I see that they did get it added to the ADHS system, but at the deletion of Corridor O-1.

http://www.csvt.com/

Welcome to the Central Susquehanna Valley Transportation Project Web Page 
These pages were last updated on March 15, 2011
 
January 2011 Project Funding Update

Significant action has recently occurred related to identifying the remaining funding needed for the Central Susquehanna Valley Transportation (CSVT) Project, although additional steps must be taken to fully fund the project and advance it to construction.

On December 2, 2010, the Appalachian Regional Commission (ARC) approved the establishment of a new Appalachian Development Highway System (ADHS) corridor, as shown on the map available at the link below. This new corridor, designated as Corridor P-1, is located between the interchange of Interstates 80 and 180 north of Milton (at the southeastern terminus of existing Corridor P) and the interchange of US Routes 11/15 and 22/322 north of Harrisburg (near the eastern terminus of existing Corridor M).

This new corridor designation included the transfer of 12.5 ADHS participating miles to the CSVT Project from a portion of Corridor O-1, located along US Route 322 between Interstate 80 and Phillipsburg. The transfer makes the CSVT Project eligible for the ADHS funding that was previously allocated to that portion of Corridor O-1. However, previous Congressional action limited or “capped” that funding allocation to an amount (based on a 2007 cost estimate to complete the ADHS within Pennsylvania) that is less than the currently estimated $604 million cost of the CSVT Project. As a result, unless other funding sources are identified, further Congressional action will be required to remove or adjust the funding cap in order to fully fund the project with ADHS funds.

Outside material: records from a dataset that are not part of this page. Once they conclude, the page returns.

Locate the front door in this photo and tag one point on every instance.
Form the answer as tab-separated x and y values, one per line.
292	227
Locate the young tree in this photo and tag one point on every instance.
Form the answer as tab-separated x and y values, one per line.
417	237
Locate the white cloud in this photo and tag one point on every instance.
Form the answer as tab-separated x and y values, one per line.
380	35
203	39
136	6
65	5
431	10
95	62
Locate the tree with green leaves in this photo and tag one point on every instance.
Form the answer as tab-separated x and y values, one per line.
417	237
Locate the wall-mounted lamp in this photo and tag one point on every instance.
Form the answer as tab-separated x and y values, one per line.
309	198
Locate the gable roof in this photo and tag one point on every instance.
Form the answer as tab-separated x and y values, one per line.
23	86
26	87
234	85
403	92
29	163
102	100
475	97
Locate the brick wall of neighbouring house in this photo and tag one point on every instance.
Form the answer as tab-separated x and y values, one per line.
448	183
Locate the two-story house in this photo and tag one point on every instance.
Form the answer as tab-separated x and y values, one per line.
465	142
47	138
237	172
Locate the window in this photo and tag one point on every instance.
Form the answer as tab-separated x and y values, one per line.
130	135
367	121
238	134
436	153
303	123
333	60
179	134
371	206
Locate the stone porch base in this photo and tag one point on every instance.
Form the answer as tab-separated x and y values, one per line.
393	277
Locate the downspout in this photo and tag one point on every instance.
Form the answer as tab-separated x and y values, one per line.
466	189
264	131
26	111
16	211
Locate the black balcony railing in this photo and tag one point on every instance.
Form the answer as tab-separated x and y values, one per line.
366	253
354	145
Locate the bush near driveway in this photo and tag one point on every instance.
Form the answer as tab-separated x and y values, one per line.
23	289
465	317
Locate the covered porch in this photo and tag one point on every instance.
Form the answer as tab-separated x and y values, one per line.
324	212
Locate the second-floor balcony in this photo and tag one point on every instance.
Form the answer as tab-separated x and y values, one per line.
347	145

Furthermore, based on current legislation, ADHS funds can only be used for 80 percent of the project costs, and the remaining 20 percent must be funded by a state or local matching contribution. To advance the project to construction, amended federal legislation is needed to allow toll credits to be used as the matching contribution on ADHS-funded projects. Such action would allow additional ADHS funds and/or other federal funds to be used in lieu of a state or local contribution, thereby allowing ADHS and/or other federal funds to be used for 100 percent of the project costs (assuming that the funding cap is removed or adjusted as described above).



 

mightyace:
You might think the cost/benefit was worth it if you saw the backups on the Selinsgrove strip (north end of Selinsgrove bypass to US 11/15 split) on the Sunday after Thanksgiving like I did!  It was pretty much all bumper to bumper traffic for miles.

NE2:

--- Quote from: Beltway on November 16, 2011, 03:56:38 PM ---I see that they did get it added to the ADHS system, but at the deletion of Corridor O-1.

--- End quote ---
Not quite. O-1 still exists, but doesn't get funding.

hbelkins:

--- Quote from: Beltway on November 16, 2011, 03:56:38 PM ---
This new corridor designation included the transfer of 12.5 ADHS participating miles to the CSVT Project from a portion of Corridor O-1, located along US Route 322 between Interstate 80 and Phillipsburg. The transfer makes the CSVT Project eligible for the ADHS funding that was previously allocated to that portion of Corridor O-1.

--- End quote ---

And didn't that section get the money that was originally slated for US 220 (I-99) between Bedford and Cumberland?

Beltway:

--- Quote from: mightyace on December 06, 2011, 01:10:22 PM ---You might think the cost/benefit was worth it if you saw the backups on the Selinsgrove strip (north end of Selinsgrove bypass to US 11/15 split) on the Sunday after Thanksgiving like I did!  It was pretty much all bumper to bumper traffic for miles.

--- End quote ---

I don't think it is worth anywhere near $600 million to build a 4-lane rural arterial bypass to handle Thanksgiving Sunday traffic.  That is the busiest day of the year for long-distance traffic.